Oct 19 2008
The Bachelorette Party
When I go out to a bar, what with the music and the dancing and all, I’m well aware of the fact I have no idea what I’m doing. Not in a black-out what-did-I-do-last-night drunk kind of a way, just in a total social ineptitude sense. Sometimes I entertain the possibility that maybe I do not know a lot about these things.
Last night I went out to just such a bar where my total lack of social grace and confidence could run free. We’d been there for maybe an hour or so when I notice a girl from across the bar (cliché!) looking at me. When we made eye contact she pointed at her eyes with her index and middle fingers and then pointed at me. I had to mentally and consciously prevent myself from looking around before I did the traditional “point at your own chest and mouth ‘me?’” maneuver. She responded to my crazy smooth only-mouthed-me bit by doing the eye pointing bit again. So I did it back. So… she did it back. This continued for a longer time than might be acceptable. Finally I squeeze my way around the bachelorette party she was a part of (if the woman in the veil wasn’t telling sign, the straws shaped like penises were) and started a conversation. I told her I had no idea what the hand gesture meant. (A lie, we all saw Meet the Parents) She said it meant she had her eye on me. Indeed? She could not tell me if this was good (romantic, in my mind) or bad (an impending street fight perhaps) even when pressed. We talked about important and deep things. Like the penis straws. Then after a while we wandered apart. Later when my wanderings brought us back together we began to talk again.

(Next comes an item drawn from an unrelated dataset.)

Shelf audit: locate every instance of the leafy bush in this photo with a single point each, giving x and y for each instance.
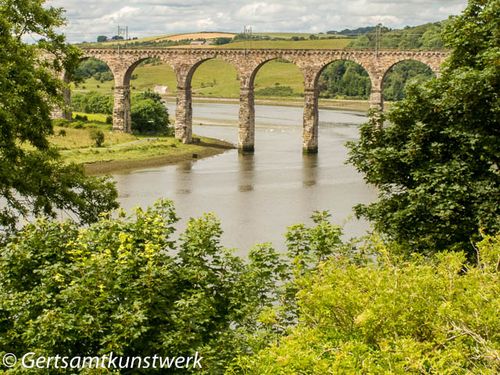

I can’t remember why, exactly, but another member of the party was brought in to the conversation. This new girl begins to tell me what a catch my new friend is. Why is that, I asked. I was treated to a list of fairly generic sounding traits like “awesome” and “smart” and some other adjectives I couldn’t hear over the band’s cover of “Take Me Out.” Then she said something about “two years too late.” Late for what?
For the last two years my new friend has been in a relationship with a doctor. Pardon me? True story! I understand that I am a majestic figure of a man and it’s only natural that one might watch me as I wander the bar, but do not telegraph this point to me unless you have a good reason! So we continued to talk and then the bride to be descended upon me. She was a nice enough person, for all her boisterous drunken enthusiasm. She pointed out all the accoutrements of the bachelorette- the veil, the penis straw, the white tank top with “bride to be” picked out across the chest in rhinestones. Then she asked me if I was single. Now, idiot though I may be, I suspected that this woman might have had a boyfriend. I don’t know why, something I just couldn’t put my finger on. I told her I didn’t and she began listing off reasons I should and she couldn’t believe I didn’t. Another list of somewhat generic terms came forth. “Tall,” “funny,” “nice,” “cute.” Erm, thank you? I shall remember this information? Good luck on your wedding?
And so, after that, the bride to be and her bridesmaids drifted out of the bar. But I like to think that I will forever be a part of that wonderful quilted tapestry of memory. Specifically the little square of fabric that says “remember that guy who hit on Jackie at the bachelorette party? Haha hilarious!”